I'm at the end of my rope, hoping God will tie a knot there for me. Wondering what's taking so long, feeling as though he left me here, dangling at the end.
I'm losing strength, just barely hanging on.
Maybe, I should just go ahead and let go. Maybe I should have done it already. Maybe I was never supposed to be here, holding on, this long.
I know God won't leave me hanging indefinitely, but sometimes that's the way it feels. I also know that if he isn't tying things up for me, he's probably telling me to let go in the kindest of ways.
But it's hard sometimes, you know, when you've invested so much energy into a thing, when you've fought and bled for it, when you've given pieces of yourself you can't ever get back and time has slipped on through your grip in the process, leaving you feeling old and weathered, as if you've missed the best parts dance right underneath, your own feet out of reach.
When it seems it's all been for nothing.
When finally letting go seems more like failure than relief.
And so, the journey on this farm seems to me to have been an exercise in futility at times, a testing of my patience, the seeping out of me on one very long, slippery, unknotted rope.
When we bought this property fourteen years ago, I was full of optimism. I wasn't out to conquer. I was out to understand. And to contribute. I was younger and brighter then, yet I already understood there would be payment extracted for homesteading. Investment required a portion of myself. But it was the physical part of me I expected to give-was willing to give. It never occurred to me that my greatest sacrifice would be mental and spiritual, a pouring out of my soul, as wet and oily in places as that rope.
That my suffering would change nearly everything about me.
But it would also bring me closer to my Creator than I could have imagined, and certainly more than ever would have been possible elsewhere. And so when I look back on more than a decade of hard labor and harder love, of death over and over and over again, of life real and raw and exposed, of vulnerability, I see the reason for the rope. I see the lessons in hanging on there for dear life. And I guess I'd do it all again, because holding on in the wait, sweat stinging and tears blurring my eyes in equal measure, muscles tired and twitching and ready to give out, breathing strained through the effort, was more gain than I have words for.
I don't have a mental picture of what the future looks like right now. I just know that I need to let go of the rope, even it if means falling. Even if it means I'll want to climb back up and hold on again.
It was a noble calling, turning myself over here.

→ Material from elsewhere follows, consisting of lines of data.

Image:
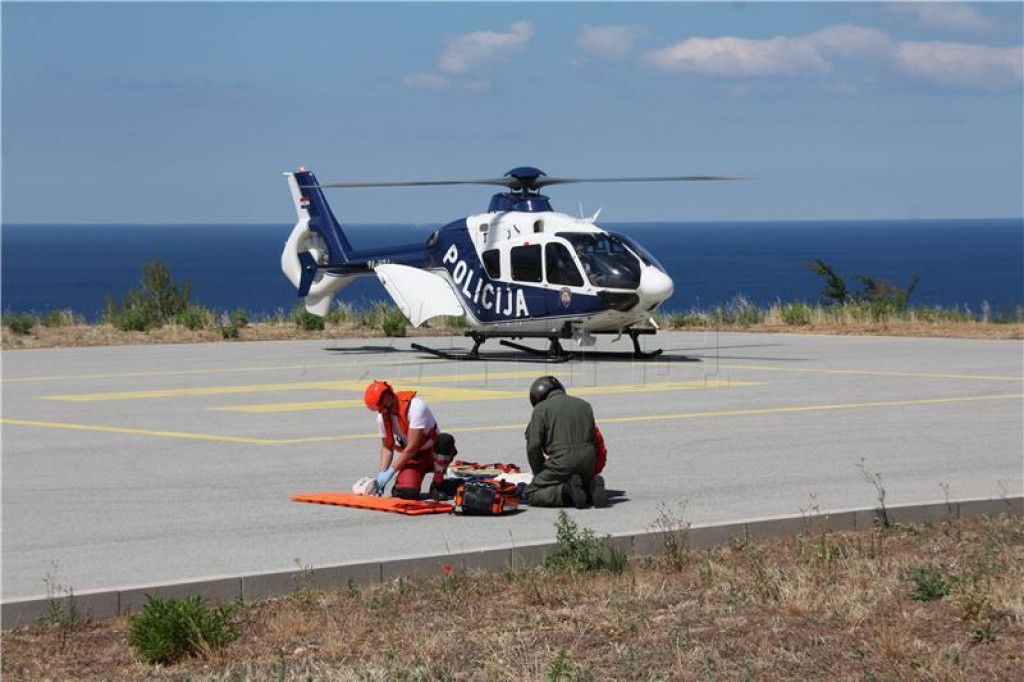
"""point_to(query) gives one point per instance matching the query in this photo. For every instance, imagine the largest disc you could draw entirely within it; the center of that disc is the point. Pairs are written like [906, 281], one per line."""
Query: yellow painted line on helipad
[873, 373]
[351, 364]
[145, 432]
[518, 425]
[357, 385]
[696, 415]
[449, 394]
[212, 390]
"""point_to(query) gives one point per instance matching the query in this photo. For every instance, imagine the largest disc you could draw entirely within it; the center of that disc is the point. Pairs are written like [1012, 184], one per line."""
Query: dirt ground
[931, 602]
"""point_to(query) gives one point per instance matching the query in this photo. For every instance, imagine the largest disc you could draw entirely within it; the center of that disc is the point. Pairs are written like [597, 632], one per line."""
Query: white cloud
[469, 52]
[738, 56]
[957, 65]
[608, 41]
[962, 65]
[427, 81]
[954, 15]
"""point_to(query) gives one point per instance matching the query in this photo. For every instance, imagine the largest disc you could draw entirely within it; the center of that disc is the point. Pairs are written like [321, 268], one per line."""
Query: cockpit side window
[493, 263]
[561, 268]
[606, 261]
[526, 263]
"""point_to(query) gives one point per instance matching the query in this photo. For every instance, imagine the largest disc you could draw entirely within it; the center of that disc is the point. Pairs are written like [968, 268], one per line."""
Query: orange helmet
[375, 391]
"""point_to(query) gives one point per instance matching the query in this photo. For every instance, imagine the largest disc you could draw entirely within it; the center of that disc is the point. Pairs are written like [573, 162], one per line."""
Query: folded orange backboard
[396, 505]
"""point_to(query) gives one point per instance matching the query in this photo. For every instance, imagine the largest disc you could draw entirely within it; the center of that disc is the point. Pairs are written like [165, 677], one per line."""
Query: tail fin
[310, 205]
[316, 242]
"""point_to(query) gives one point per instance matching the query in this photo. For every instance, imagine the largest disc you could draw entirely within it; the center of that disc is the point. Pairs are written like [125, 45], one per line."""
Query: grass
[168, 631]
[198, 324]
[784, 609]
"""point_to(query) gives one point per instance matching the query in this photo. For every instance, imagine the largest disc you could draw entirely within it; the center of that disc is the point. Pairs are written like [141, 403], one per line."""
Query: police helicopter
[520, 269]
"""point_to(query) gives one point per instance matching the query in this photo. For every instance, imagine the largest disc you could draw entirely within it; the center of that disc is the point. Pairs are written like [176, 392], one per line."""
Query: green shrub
[228, 330]
[393, 323]
[581, 551]
[131, 317]
[194, 317]
[19, 323]
[931, 583]
[342, 312]
[157, 300]
[167, 631]
[796, 314]
[744, 312]
[307, 321]
[59, 317]
[240, 318]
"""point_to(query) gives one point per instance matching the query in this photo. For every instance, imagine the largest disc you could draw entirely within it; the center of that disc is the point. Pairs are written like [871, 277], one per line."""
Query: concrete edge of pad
[98, 604]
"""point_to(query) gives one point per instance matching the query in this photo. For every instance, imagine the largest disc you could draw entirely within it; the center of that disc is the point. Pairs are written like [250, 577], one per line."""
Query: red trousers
[412, 473]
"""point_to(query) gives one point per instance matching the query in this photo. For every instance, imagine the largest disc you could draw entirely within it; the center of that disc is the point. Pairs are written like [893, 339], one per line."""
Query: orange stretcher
[395, 505]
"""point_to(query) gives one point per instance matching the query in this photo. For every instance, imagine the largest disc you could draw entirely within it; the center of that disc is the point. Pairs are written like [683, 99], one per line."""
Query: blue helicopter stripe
[493, 300]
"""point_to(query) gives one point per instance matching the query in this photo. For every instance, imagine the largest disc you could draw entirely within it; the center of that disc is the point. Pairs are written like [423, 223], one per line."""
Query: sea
[965, 264]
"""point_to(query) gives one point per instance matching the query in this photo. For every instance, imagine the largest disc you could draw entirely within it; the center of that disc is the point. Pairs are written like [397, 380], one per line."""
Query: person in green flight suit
[561, 446]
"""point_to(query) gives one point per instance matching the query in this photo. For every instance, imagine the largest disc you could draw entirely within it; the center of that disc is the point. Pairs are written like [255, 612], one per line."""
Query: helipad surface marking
[499, 427]
[448, 394]
[336, 385]
[871, 373]
[179, 373]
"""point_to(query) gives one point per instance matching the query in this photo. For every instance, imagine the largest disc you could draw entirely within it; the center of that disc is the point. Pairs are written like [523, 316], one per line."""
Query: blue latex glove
[383, 478]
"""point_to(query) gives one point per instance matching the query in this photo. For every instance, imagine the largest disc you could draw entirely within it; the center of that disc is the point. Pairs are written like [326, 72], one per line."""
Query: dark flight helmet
[542, 386]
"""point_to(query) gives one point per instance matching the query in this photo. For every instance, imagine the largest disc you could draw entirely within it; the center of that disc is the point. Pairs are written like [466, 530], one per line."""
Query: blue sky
[188, 113]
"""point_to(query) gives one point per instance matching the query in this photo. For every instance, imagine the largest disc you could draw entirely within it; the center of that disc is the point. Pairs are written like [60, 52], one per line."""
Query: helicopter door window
[493, 262]
[561, 268]
[526, 263]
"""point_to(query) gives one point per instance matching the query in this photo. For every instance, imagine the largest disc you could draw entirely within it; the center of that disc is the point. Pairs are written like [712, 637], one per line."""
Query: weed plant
[59, 317]
[306, 321]
[931, 583]
[168, 631]
[19, 324]
[581, 551]
[765, 610]
[157, 300]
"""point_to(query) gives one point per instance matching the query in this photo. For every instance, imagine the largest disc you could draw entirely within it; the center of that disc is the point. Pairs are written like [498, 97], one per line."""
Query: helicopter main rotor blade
[527, 182]
[670, 178]
[505, 182]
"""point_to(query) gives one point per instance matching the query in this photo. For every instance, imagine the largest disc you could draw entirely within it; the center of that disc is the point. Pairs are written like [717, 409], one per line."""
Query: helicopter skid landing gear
[641, 354]
[555, 352]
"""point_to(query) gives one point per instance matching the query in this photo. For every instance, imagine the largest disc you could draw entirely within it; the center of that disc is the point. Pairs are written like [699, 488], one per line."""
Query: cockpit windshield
[645, 255]
[605, 259]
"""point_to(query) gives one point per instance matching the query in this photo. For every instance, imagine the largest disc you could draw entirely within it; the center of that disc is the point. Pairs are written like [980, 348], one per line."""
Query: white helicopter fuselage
[538, 271]
[518, 268]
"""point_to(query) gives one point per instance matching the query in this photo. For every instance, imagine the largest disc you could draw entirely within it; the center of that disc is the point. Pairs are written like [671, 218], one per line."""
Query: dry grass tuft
[823, 605]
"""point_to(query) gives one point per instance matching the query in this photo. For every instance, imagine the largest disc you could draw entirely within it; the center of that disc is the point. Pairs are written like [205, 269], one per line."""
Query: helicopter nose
[655, 287]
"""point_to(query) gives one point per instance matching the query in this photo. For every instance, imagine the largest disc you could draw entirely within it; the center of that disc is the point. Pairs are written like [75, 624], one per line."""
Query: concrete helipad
[148, 464]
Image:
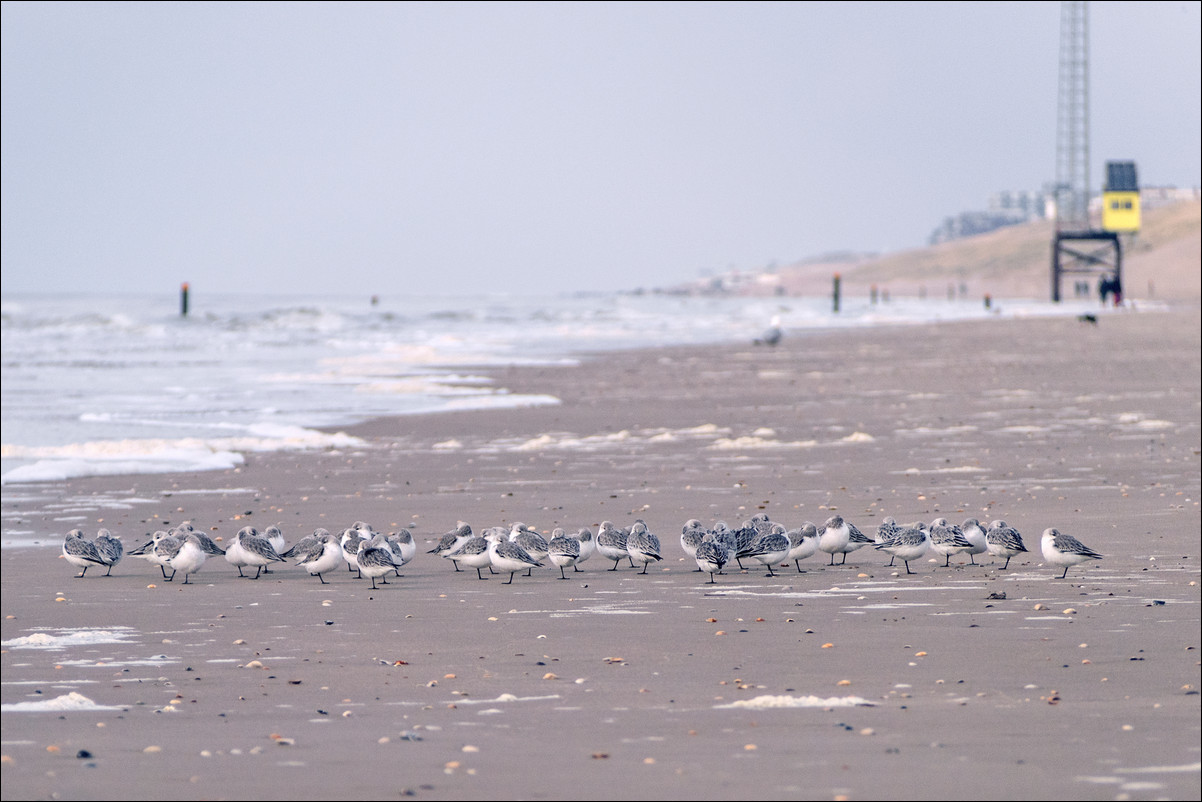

But I am giving up the hardest part of it, envisioning a day free of outdoor labor in all weather, schlepping to the barn at all hours, haying and inoculating and feeding and watering and all the rest.
Imagining being free of constant loss.
Free of watching innumerable hours fly by like pollen in an autumn wind.
So I'm getting closer to letting go. I can feel my fingers loosening.
And God waits for me there. He promises to walk with me wherever I go.
The ground below could very well be a lot closer than it looks. Softer too.
But maybe not. One thing is for sure, there are lessons to be found wherever I land.